The music is where this album actually shines. I'm sticking to it, 70% of the lyrics are dumb, but 100% of the music is great. Sounds like a real band, sounds like they had fun, the melodies are catchy, the harmonies are lush and inventive, Eddie is just simply in way over his head trying to sing about things that aren't abject human tragedy. He sells it though, his performance is great, it's just that he's performing lyrics that sound like half completed high school English class homework. The 30% he actually worked on are great, it's the 70% he frantically scrawled during the morning bus ride that leave everything to be desired.
Am i being too hard on Eddie Vedder? Maybe, but no. Everything else is really good, so the crappy rhyming words with themselves and nonsensical allusions smell all the more odious (looking at you, The Haves). They sound like songs he wrote because it was take your dad to school for show and tell day and he was like "oh crap, i'm Eddie Vedder, can't sing about rats or dicks or dead girlfriends, guess it's time to step well outside my wheelhouse."

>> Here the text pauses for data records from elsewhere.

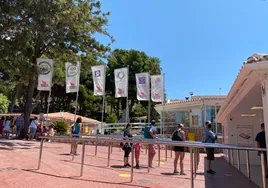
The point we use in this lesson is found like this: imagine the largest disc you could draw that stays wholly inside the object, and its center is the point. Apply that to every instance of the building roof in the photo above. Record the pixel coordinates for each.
(194, 99)
(242, 80)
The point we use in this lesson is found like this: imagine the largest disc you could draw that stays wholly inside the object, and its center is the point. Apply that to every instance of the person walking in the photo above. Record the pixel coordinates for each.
(127, 146)
(150, 133)
(76, 132)
(210, 137)
(179, 135)
(261, 143)
(33, 128)
(19, 125)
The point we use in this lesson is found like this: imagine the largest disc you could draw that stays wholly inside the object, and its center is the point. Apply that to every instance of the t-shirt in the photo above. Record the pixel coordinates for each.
(209, 136)
(19, 121)
(34, 124)
(261, 139)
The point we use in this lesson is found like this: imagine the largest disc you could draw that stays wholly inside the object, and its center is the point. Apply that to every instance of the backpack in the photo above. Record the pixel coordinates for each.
(176, 136)
(147, 131)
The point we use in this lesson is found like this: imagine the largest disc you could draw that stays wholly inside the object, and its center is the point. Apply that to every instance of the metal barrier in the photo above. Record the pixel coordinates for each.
(193, 147)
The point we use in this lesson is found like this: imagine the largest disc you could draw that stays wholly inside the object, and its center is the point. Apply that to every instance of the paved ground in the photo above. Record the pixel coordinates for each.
(18, 161)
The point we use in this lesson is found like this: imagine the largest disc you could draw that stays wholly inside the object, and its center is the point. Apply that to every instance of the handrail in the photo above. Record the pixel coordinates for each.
(154, 141)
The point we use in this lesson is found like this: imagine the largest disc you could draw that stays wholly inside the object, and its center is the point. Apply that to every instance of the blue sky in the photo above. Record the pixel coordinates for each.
(202, 44)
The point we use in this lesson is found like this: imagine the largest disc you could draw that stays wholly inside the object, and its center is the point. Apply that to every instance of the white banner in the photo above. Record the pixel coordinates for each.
(72, 77)
(143, 86)
(99, 75)
(45, 72)
(157, 88)
(121, 82)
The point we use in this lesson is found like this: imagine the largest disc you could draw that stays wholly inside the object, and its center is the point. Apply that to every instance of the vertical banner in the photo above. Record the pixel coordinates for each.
(157, 88)
(72, 77)
(121, 82)
(45, 72)
(143, 86)
(99, 75)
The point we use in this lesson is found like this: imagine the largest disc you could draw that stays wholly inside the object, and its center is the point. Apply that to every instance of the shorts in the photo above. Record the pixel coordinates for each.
(179, 148)
(210, 154)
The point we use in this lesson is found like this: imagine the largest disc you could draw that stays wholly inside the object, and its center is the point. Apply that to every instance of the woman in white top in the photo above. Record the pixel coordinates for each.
(33, 128)
(7, 127)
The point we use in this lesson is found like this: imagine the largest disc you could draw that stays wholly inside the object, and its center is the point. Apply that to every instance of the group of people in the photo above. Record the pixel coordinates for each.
(150, 132)
(9, 125)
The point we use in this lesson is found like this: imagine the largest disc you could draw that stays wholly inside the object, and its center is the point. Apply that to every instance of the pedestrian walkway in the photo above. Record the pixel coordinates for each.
(19, 162)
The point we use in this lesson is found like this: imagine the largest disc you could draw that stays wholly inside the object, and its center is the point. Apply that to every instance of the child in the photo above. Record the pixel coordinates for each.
(137, 148)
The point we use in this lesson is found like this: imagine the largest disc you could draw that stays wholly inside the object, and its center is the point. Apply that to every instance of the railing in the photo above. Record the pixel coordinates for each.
(193, 147)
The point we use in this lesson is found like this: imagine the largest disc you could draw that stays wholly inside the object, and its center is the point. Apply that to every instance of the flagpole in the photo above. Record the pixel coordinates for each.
(127, 110)
(163, 100)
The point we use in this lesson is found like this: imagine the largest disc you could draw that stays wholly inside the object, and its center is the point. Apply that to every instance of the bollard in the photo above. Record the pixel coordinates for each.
(132, 163)
(191, 166)
(263, 170)
(40, 154)
(238, 160)
(166, 154)
(82, 159)
(108, 161)
(159, 155)
(248, 165)
(148, 158)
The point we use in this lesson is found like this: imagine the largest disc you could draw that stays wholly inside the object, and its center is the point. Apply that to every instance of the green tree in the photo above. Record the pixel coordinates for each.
(4, 102)
(32, 29)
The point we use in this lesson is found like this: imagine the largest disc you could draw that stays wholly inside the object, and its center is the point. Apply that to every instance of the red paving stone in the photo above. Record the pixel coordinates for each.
(19, 163)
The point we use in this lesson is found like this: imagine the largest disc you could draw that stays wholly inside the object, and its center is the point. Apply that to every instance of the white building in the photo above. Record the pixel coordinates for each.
(193, 112)
(245, 108)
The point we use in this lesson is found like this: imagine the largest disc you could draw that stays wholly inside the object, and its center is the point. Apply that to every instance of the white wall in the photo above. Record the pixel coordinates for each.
(230, 136)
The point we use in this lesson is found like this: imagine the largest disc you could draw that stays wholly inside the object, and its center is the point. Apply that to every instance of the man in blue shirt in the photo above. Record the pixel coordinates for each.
(210, 137)
(261, 142)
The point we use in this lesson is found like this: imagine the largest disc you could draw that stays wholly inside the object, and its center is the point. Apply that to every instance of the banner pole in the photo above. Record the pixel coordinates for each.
(163, 101)
(48, 105)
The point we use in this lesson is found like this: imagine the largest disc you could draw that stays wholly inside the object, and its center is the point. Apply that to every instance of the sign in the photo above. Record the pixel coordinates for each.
(121, 82)
(99, 76)
(45, 72)
(245, 135)
(143, 86)
(72, 77)
(157, 88)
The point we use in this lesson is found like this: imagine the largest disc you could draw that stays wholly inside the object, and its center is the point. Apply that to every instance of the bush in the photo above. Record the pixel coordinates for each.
(61, 127)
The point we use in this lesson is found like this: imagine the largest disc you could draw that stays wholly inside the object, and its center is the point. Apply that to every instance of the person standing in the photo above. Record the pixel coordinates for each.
(33, 128)
(179, 135)
(19, 125)
(261, 142)
(127, 146)
(210, 137)
(76, 132)
(150, 133)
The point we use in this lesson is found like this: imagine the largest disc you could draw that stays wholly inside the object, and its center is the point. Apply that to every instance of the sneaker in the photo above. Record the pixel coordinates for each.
(212, 171)
(175, 172)
(182, 173)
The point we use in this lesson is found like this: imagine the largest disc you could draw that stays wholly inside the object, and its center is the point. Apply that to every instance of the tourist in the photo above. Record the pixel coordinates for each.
(210, 137)
(76, 129)
(33, 128)
(150, 133)
(179, 135)
(19, 125)
(261, 142)
(137, 148)
(7, 127)
(2, 123)
(127, 146)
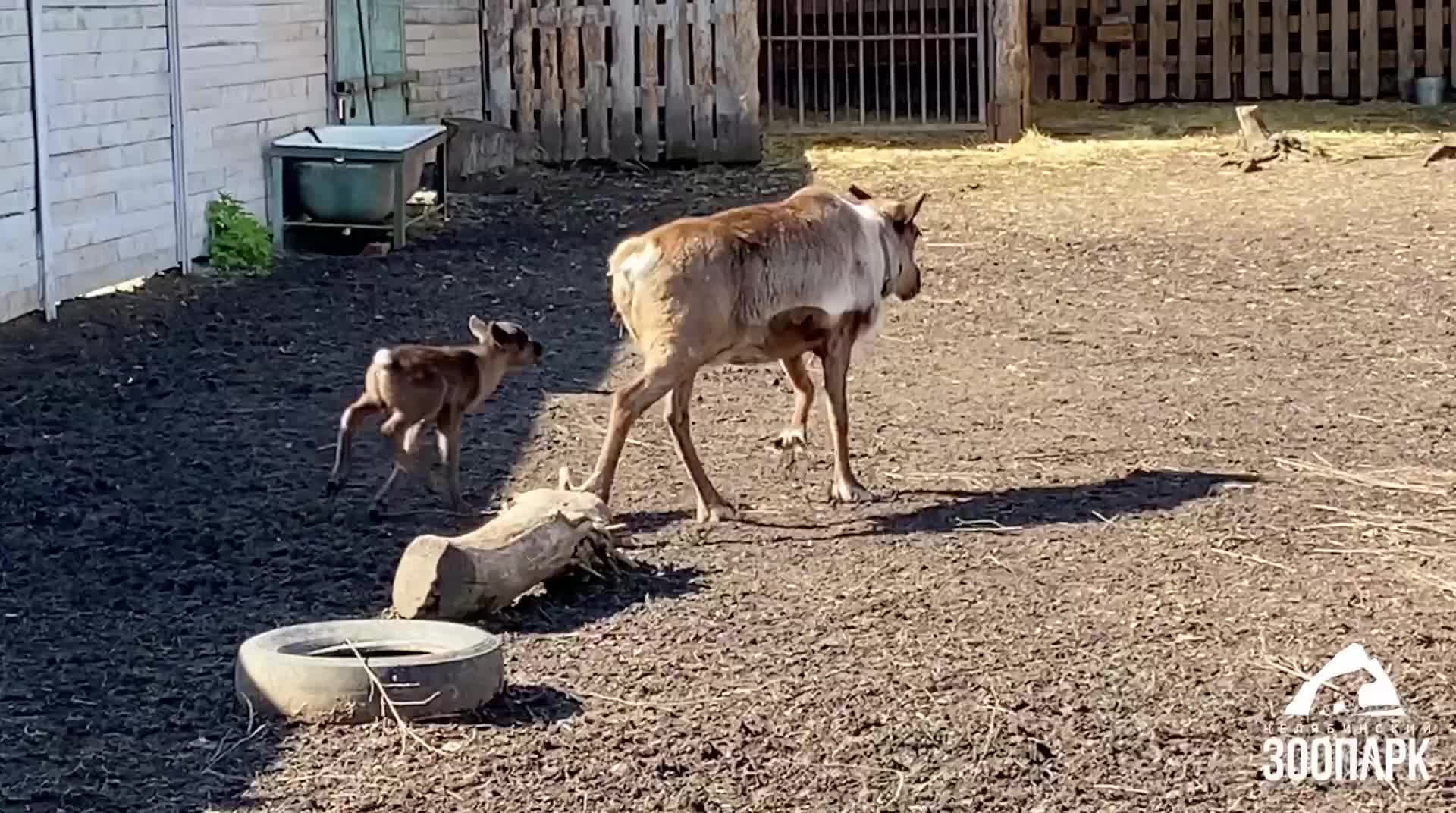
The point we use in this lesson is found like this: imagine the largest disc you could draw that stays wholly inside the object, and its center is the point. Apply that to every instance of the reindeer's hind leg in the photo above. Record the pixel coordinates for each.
(797, 435)
(406, 443)
(628, 404)
(711, 506)
(354, 416)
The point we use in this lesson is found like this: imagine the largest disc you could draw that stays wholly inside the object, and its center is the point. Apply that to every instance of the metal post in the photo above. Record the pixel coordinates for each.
(42, 165)
(180, 215)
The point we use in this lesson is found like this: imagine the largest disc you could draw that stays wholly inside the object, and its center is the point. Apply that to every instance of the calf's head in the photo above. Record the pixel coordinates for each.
(900, 215)
(509, 341)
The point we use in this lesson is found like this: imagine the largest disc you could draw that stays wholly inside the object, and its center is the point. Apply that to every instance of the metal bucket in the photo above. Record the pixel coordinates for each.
(1430, 91)
(354, 191)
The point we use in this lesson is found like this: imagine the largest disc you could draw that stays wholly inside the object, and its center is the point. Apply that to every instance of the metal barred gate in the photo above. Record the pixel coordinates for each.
(873, 64)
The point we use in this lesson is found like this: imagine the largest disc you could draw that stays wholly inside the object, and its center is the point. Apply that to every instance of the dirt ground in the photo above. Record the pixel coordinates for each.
(1156, 439)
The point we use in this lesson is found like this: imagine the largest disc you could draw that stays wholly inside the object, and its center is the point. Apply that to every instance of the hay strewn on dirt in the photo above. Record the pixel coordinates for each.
(1106, 356)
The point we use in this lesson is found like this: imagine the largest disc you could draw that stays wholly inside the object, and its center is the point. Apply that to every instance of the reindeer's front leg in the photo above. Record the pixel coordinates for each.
(836, 370)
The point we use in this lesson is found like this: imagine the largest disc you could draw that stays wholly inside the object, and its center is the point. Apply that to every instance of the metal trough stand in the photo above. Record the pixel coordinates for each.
(278, 155)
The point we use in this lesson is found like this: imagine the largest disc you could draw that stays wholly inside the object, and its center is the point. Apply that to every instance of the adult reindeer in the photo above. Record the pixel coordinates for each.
(750, 286)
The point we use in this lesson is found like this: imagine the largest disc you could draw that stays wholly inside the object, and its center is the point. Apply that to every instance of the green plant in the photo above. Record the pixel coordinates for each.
(237, 240)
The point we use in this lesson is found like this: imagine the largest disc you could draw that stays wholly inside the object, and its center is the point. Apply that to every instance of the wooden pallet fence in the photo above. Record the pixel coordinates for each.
(1200, 50)
(628, 80)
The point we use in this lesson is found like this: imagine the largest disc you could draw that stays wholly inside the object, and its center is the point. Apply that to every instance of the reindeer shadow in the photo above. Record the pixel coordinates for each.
(1136, 493)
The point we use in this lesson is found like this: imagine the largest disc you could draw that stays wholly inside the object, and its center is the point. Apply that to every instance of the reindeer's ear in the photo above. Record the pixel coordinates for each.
(479, 328)
(915, 207)
(506, 334)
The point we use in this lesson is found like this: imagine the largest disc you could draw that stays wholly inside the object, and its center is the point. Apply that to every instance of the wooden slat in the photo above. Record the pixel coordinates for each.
(623, 79)
(495, 17)
(651, 88)
(1340, 49)
(747, 146)
(1158, 50)
(726, 72)
(1187, 47)
(1308, 49)
(1040, 61)
(702, 79)
(595, 53)
(1128, 71)
(1069, 55)
(525, 72)
(1405, 44)
(1222, 34)
(1369, 52)
(1280, 36)
(679, 114)
(1251, 49)
(1433, 36)
(551, 93)
(573, 147)
(1101, 63)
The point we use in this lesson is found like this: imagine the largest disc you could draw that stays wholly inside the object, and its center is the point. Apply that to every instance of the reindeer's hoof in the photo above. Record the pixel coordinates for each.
(789, 441)
(712, 515)
(849, 491)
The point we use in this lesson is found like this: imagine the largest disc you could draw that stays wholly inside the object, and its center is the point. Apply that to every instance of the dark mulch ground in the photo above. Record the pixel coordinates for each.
(1094, 356)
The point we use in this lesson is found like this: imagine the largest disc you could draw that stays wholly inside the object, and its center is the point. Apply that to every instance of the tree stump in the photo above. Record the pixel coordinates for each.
(1442, 152)
(1260, 146)
(544, 535)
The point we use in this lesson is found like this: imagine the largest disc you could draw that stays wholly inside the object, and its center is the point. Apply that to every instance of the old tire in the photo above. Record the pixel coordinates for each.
(308, 672)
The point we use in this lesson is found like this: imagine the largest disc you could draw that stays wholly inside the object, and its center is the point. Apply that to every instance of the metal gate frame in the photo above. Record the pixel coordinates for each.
(977, 72)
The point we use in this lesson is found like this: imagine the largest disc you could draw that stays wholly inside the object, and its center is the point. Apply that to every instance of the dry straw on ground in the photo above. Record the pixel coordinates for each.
(1423, 541)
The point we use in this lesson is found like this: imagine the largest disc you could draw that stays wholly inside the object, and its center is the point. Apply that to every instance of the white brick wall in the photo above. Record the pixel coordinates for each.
(253, 71)
(109, 142)
(443, 42)
(19, 287)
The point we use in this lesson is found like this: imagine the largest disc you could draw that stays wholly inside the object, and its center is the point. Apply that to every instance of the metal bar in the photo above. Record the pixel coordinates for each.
(799, 30)
(767, 36)
(981, 53)
(952, 61)
(925, 104)
(890, 42)
(851, 129)
(861, 33)
(42, 165)
(180, 213)
(829, 15)
(896, 36)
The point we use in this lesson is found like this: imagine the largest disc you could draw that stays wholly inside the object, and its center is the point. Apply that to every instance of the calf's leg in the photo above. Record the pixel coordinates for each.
(354, 416)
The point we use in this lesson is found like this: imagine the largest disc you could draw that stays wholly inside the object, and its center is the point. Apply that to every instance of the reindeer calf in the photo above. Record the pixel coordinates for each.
(421, 385)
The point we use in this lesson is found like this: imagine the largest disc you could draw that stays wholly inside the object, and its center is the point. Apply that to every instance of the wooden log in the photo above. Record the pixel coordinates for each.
(1011, 93)
(542, 535)
(1253, 131)
(1056, 36)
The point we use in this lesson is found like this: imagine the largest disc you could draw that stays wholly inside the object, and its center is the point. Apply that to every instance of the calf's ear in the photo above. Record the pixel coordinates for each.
(915, 207)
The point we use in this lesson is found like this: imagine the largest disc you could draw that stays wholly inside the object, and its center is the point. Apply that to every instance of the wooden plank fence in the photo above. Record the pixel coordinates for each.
(625, 79)
(1197, 50)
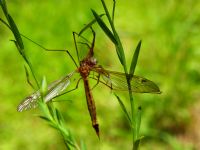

But does that make it a bad album? No, no it doesn't. The concept is stepping outside of Pearl Jam and collaborating with different people to create something different. It succeeds by every metric of success, and not once did i feel the need to skip to the next song. And the next song was different and interesting, just not lyrically. But even there, i can't actually say any of it is worse than Volbeat's awkward turns of phrase, and i think we can all agree the bar is set somewhere down around The Violent's Fly On The Wall: how is this make you feeling? Well, i feel like however vague and/or unclever, these lyrics don't sound like they were copy-pasted from google translate, so the worst i can call them is mediocre.
Forget all of that though, the biggest problem with Earthling is that the cover screams epic sci-fi fantasy space opera with Eddie Vedder as the protagonist, but it ends up being Eddie Vedder the generic rockstar very nearly but not entirely convincingly crooning for 48 minutes. The theme evaporates immediately after liftoff, but we're stuck in the tuna can with wide awake rocketman for the long haul.
And yet, even there the concept can totally handle it. He's just a dumb dude from Earth adrift and singin' songs across the cosmos. That concept works even better if the songs are bad, dumbass Earth problems humans invented 'cause they don't know better. Maybe it is genius, or at the very least on par with Joe Walsh's You Bought It You Name It.
See? Pretty good album whether you like it or not.